SD State Rep. Stace Nelson to make US Senate run
PIERRE (AP) — State Rep. Stace Nelson, who often has quarreled with party leaders in the South Dakota Legislature, said Tuesday he will seek the Republican nomination for U.S. Senate because Congress needs someone who will stick to promises to oppose increased taxes and government spending.
Nelson, of Fulton, joins a crowded field seeking the GOP Senate nomination for the Senate seat being vacated by retiring Democrat Tim Johnson. Former Gov. Mike Rounds is considered the front-runner. Other Republicans in the race are state Sen. Larry Rhoden, of Union Center, and Sioux Falls physician Annette Bosworth.
“I know how David felt when he was asked to take on Goliath,” Nelson told The Associated Press.
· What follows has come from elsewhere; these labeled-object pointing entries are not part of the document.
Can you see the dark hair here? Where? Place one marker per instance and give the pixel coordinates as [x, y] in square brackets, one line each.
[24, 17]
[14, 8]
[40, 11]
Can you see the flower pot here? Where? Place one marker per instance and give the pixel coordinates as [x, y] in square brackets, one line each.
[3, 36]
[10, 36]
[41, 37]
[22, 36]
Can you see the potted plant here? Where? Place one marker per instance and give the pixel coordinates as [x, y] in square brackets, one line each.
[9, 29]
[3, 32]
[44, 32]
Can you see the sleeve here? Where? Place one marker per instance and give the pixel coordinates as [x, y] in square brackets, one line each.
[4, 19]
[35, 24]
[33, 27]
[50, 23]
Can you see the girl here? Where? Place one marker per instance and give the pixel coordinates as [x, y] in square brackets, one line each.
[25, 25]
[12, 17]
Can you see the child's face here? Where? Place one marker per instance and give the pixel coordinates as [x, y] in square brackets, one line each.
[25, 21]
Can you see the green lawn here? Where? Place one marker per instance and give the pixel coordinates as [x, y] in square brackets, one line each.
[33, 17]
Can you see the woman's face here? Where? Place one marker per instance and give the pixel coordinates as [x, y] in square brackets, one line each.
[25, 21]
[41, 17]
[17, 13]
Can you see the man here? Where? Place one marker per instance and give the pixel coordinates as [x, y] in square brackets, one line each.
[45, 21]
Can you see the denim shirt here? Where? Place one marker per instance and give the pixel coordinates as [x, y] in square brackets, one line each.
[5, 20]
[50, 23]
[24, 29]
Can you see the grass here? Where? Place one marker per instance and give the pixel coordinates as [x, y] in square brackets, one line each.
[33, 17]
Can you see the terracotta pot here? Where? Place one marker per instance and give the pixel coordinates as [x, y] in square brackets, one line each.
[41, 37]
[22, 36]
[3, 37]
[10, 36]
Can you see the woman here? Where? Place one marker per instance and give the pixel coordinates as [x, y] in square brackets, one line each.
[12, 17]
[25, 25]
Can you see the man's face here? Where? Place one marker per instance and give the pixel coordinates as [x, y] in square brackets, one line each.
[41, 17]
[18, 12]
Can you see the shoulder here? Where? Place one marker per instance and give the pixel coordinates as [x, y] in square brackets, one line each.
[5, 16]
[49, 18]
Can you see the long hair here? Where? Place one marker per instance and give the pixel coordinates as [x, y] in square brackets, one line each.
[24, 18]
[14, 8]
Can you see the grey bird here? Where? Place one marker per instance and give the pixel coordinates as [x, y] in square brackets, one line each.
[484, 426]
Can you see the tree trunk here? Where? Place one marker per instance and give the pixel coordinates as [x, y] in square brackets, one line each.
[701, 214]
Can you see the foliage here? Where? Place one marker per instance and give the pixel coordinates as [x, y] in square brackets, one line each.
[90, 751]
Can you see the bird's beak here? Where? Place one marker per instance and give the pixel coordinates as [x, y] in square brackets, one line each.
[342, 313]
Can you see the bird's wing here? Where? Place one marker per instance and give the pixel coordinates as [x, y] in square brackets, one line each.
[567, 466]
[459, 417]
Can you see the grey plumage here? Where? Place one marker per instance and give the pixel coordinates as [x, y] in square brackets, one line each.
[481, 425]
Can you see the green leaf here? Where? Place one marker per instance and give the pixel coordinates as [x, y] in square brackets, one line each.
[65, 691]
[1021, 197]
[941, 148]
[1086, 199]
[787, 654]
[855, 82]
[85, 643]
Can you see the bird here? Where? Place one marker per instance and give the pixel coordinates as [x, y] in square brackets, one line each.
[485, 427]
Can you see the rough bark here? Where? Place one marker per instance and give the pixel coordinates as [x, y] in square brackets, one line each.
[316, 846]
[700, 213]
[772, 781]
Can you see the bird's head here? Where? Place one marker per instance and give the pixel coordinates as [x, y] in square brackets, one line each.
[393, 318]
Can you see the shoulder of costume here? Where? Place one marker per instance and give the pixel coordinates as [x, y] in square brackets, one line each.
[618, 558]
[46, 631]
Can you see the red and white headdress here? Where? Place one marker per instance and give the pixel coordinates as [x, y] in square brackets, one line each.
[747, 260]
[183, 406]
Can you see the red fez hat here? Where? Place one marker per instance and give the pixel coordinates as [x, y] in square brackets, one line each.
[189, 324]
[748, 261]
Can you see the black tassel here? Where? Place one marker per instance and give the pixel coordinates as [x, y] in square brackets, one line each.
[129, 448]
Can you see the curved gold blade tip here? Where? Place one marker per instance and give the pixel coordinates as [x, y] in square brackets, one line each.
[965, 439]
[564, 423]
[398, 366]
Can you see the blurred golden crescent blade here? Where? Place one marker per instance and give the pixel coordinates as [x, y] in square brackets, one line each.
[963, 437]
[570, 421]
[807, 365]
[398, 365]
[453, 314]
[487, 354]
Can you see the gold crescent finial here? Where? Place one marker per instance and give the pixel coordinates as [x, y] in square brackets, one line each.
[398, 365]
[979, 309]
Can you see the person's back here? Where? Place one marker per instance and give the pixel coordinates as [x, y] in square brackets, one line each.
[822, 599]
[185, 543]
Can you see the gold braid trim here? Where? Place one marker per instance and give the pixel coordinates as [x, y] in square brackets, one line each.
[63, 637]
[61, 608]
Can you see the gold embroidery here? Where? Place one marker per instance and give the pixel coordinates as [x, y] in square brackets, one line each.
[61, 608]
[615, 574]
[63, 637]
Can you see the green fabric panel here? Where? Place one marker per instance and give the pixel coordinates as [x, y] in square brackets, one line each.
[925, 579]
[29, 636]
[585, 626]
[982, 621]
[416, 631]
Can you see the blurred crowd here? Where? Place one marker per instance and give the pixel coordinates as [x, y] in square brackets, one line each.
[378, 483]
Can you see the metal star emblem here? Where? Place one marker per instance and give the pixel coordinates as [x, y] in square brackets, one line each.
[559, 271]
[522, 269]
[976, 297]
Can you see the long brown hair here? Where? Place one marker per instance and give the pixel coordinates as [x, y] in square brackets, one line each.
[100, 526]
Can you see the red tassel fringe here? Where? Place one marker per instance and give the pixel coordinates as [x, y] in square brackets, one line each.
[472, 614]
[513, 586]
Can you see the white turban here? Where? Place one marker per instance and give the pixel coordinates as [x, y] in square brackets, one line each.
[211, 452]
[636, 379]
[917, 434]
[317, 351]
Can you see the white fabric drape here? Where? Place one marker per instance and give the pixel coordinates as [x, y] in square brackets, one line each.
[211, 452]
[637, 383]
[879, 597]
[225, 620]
Nelson announced his intentions by sending a series of emails beginning about 2 a.m. Tuesday, saying he will hold events in Alexandria and Rapid City on Aug. 18 to formally launch his campaign.
Nelson, 46, was in the U.S. Marines in 1985-1999, was a special agent in the Naval Criminal Investigative Service in 1999-2008 and now describes himself as a semi-retired hobby farmer. He said he has no political aspirations but decided to enter the race at the request of conservatives.
Nelson said Rounds and Rhoden increased state taxes and spending while Rounds was governor and Rhoden was a state lawmaker. He said they are professional politicians who would likely boost taxes and spending if elected to the Senate.
“The bottom line is our country is in dire straits,” Nelson said. “The problem is we cannot afford to send these professional politicians to D.C. and have them do the same thing they've done in Pierre.”
Mitch Krebs, communications director for the Rounds campaign, declined to comment directly on Nelson's charges, but Rounds has said the Legislature passed state budgets that spent more than he had recommended in five of his eight years as governor. Rhoden said he has worked in the Legislature to cut property taxes and defeat a proposed increase in the sales tax.
“Overall, my record I think speaks for itself,” Rhoden said.
In his three years in the Legislature, Nelson has sometimes crossed swords with Republican legislative leaders. In 2011, Nelson and several other lawmakers accused GOP leaders of asking legislative staff to reveal confidential information about research and bill drafting done for other lawmakers, but an investigation found those charges were unfounded. Nelson and House Republican Leader David Lust of Rapid City accused each other of being liars during a committee hearing last year.
Nelson said Tuesday he's never been afraid of ruffling feathers in the Legislature. He said he has followed his beliefs, not the party line.
“I'm probably the most conservative elected official in the state of South Dakota, and I'm also probably the least partisan,” he said.
Former South Dakota State University political science professor Bob Burns said Nelson and Rhoden likely will split the conservative tea party vote in next year's primary, giving Rounds an advantage. The top vote-getter in a Senate primary with three or more candidates can win with only 35 percent of the vote.
Burns said he is a little surprised that Nelson is entering the primary race.
“I guess what it says is that while those who are learning toward tea party ideology may have common beliefs, they also have their individual ambitions,” Burns said.